Sample Student Midterm Answers 2018

#2a: Short Essay (Passage) (index)

LITR 4328
American Renaissance
 

 

Natalie Womble

Leaving no Moment Untouched: An Analysis of Scientific Reach in Poe’s Poetry

          For my short essay, I chose to analyze Edgar Allan Poe’s “Sonnet – To Science.” When mentioning Romantic authors, it is impossible to overlook Poe. His unique style and melodic poetry are certainly enough to captivate any reader. But in “Sonnet – To Science,” Poe’s style and melody are only partly culpable for the poem’s charm. Additionally, the poem employs an essence of mystery, nostalgic glorifying of memory, and an adamant belief in the search for life’s meaning to inspire a mystical range of emotions.  

          “Science! True daughter of Old Time thou art! / Who alterest all things with thy peering eyes. / Why preyest thou thus upon the poet’s heart? / Vulture, whose wings are dull realities” (1-4)? Poe cries out to science and asks of it where its motive lies in stripping life of glamour. His frustrations with beauty being dulled by science are illustrated in the first four lines and echoed in the subsequent sentences in which the poem asks how it might be able to find wisdom through science whenever the sheer majesty of a starry sky is alone completely spellbinding.

          The poem then transitions into themes of nostalgia in which ancient myths are revisited and their integrity questioned upon the introduction of science. Poe questions why science has stripped mythological parables of their meaning in its quest to simplify what was once supernatural. “Hast thou not dragged Diana from her car? / And driven the Hamadryad from the wood / To seek a shelter in some happier star? / Hast thou not torn the Naiad from her flood / the Elfin from the green grass” (9-13). The struggle with scientific truth robbing life of its ethereal beauty is clarified through Poe’s mention of each myth losing their meaning; the goddess Diana left without her chariot, the tree and water nymphs without forest or stream, dreams with no vision or home.

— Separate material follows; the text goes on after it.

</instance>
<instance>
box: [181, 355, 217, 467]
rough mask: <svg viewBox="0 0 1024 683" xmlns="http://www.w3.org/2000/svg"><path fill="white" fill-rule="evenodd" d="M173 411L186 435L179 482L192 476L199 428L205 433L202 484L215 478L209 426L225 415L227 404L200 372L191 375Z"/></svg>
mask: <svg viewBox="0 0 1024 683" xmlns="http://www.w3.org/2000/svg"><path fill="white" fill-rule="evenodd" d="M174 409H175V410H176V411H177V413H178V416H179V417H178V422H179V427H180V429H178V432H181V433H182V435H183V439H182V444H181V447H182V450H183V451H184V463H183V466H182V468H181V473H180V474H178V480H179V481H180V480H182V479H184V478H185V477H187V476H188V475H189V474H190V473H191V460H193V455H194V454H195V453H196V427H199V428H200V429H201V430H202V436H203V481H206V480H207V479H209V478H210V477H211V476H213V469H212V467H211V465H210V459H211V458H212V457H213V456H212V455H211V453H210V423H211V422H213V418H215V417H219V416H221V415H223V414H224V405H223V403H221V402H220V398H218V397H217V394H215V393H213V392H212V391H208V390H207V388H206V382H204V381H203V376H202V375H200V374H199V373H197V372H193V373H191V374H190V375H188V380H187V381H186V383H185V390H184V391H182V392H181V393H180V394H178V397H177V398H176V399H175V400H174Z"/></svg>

          Poe concludes his sonnet by taking all of what he questions of science and applying it on a personal, introspective level. He wonders, if all the beautiful things in myths can be destroyed, why should he believe that his own memories are safe from science’s cold sting? “and from me, / the summer dream beneath the tamarind tree” (13-14)? Can our own dreams be dampened, and our memories victimized by an enlightened explanation of things seemingly surreal? Ending on such a personal question emphasizes the power scientific truths have that they might be strong enough to steal the magic from even our own memories, leaving the reader both searching to validate experiences that felt otherworldly and fearful that exploring memories of those experiences might yield a loss of its supernatural qualities. Ironically, Poe’s sonnet of mourning the phenomenal elements lost to facts and data inspires a reverence and active search for the phenomenal in future texts, inciting a deep appreciation for life’s magic wherever one can find it.